A dry, coughing laugh interrupted whatever she was about to say, the old man obviously able to read their body language, even if he didn’t understand their words.
“You’re wearing yourself to a nub, trying to find something you can’t see yet,” Gabriel told her, two fingers on her shoulder to head off any comment she might make. “The fish will give you something to do with your hands instead.”
She made a face at him but didn’t argue further, taking the fish to the fire and sitting—markedly—across the fire from the old man.
Gabriel wiped his hands on the grass, then pulled the frying pan from the mule’s packs and passed it over to her along with a chunk of dried fat.
“Onions,” she muttered. “We need onions. And fireweed or bitterroot. Would it be rude to ask him to go pick leaves?”
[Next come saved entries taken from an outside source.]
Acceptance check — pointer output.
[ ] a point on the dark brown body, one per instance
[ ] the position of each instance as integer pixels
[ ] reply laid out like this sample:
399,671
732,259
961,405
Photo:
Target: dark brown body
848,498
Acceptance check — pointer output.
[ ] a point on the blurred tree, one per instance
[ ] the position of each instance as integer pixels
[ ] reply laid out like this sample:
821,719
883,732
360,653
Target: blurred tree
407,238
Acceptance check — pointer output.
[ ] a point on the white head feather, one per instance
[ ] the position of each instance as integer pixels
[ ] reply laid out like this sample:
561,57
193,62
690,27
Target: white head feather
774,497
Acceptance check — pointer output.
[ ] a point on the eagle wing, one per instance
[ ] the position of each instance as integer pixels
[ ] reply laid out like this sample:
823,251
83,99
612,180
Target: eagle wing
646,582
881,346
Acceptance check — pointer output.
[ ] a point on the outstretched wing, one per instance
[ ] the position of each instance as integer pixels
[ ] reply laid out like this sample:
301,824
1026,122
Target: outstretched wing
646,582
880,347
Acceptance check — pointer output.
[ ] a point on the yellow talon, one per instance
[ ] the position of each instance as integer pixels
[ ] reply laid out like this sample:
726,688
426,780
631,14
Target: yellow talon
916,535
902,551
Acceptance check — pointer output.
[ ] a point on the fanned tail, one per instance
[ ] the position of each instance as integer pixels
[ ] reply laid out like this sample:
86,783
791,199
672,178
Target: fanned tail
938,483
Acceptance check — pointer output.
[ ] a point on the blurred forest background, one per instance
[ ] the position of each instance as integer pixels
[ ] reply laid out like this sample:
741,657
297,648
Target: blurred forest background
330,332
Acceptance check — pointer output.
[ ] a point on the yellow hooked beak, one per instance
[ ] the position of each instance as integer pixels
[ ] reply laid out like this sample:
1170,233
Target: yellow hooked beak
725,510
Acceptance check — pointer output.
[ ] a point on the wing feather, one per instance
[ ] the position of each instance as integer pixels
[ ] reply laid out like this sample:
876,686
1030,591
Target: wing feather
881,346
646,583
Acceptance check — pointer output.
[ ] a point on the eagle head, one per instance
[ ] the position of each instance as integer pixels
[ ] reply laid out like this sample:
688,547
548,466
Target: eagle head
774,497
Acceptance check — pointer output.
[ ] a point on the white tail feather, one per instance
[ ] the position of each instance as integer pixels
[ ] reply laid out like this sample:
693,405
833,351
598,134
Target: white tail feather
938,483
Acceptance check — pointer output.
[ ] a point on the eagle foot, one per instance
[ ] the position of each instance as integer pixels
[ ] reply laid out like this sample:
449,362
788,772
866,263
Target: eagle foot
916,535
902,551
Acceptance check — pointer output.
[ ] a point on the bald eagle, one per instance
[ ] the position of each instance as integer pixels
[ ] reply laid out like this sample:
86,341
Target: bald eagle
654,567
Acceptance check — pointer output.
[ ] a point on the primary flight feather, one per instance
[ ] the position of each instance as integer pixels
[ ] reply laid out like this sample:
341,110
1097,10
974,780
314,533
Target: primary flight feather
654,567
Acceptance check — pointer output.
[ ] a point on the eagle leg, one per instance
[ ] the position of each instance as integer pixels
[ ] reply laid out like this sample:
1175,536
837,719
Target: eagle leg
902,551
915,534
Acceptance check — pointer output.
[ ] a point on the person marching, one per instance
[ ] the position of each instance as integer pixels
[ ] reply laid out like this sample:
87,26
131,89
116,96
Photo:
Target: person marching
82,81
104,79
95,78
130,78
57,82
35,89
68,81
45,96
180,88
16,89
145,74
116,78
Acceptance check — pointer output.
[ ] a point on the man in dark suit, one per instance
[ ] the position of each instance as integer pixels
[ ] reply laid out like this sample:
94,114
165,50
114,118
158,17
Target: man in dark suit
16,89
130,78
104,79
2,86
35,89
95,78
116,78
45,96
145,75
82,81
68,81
It would. But when Gabriel made the hand sign for foraging and jerked a thumb away from the fire, the old man put aside the strap of leather he’d been working on
and followed him.
Isobel finished filleting the fish, dropping them into the pan that was sizzling on the fire. There was enough wood nearby, cracking-dry, that they didn’t have to worry about kindling. She had become accustomed to simply pressing a coalstone to create a small blaze, but Gabriel wanted her to remain proficient with flint and steel, too, just as he insisted she learn to forage and not depend on the supplies they carried.
She couldn’t argue with that: she might have become accustomed to dried meats and soaked beans, but that didn’t mean she cared to eat them two meals a day, and certainly, her gut was quieter when they’d greens and fresh meat to eat.
The men came back just as the fish began to crisp, bearing a double handful of the plants she’d asked for. Or at least Gabriel did. The old man’s hands were empty.
She glared at him, and for the first time he stared back at her, dark eyes under a hooded brow, steady as a hawk until she felt uneasy enough to look away. He wouldn’t speak to her, and when he did look at her, it was like that—Isobel glared at the fish instead, which could not stare back.
It was because he hadn’t given them a name, she decided. People needed names. Even the mule had a name. If she knew what to call him, he wouldn’t make her feel so uneasy.
“Broken Tongue,” she decided finally. “I will call you Broken Tongue. And you will not respond, because you won’t know I am talking to you.”
She glanced up at him from under her lashes, but he didn’t react. She said it again in Spanish, and he tilted his head but gave no indication of understanding or showing any desire to look her way again. Gabriel needed to teach her more sign language, because “friend,” “food,” and “danger” were useless here.
Gabriel shook his head, handing her the leaves she’d asked for, then set to scraping the dirt off the wild onions he’d dug up. “He’ll know. If he’ll respond or not, that’s another thing entire.” He used his smaller knife to slice the onions against a nearby rock, while Isobel shredded the leaves, lifting them to her nose to make sure they smelled right, then scattered the bits into the pan with the fish. They made a satisfying hiss against the heated metal.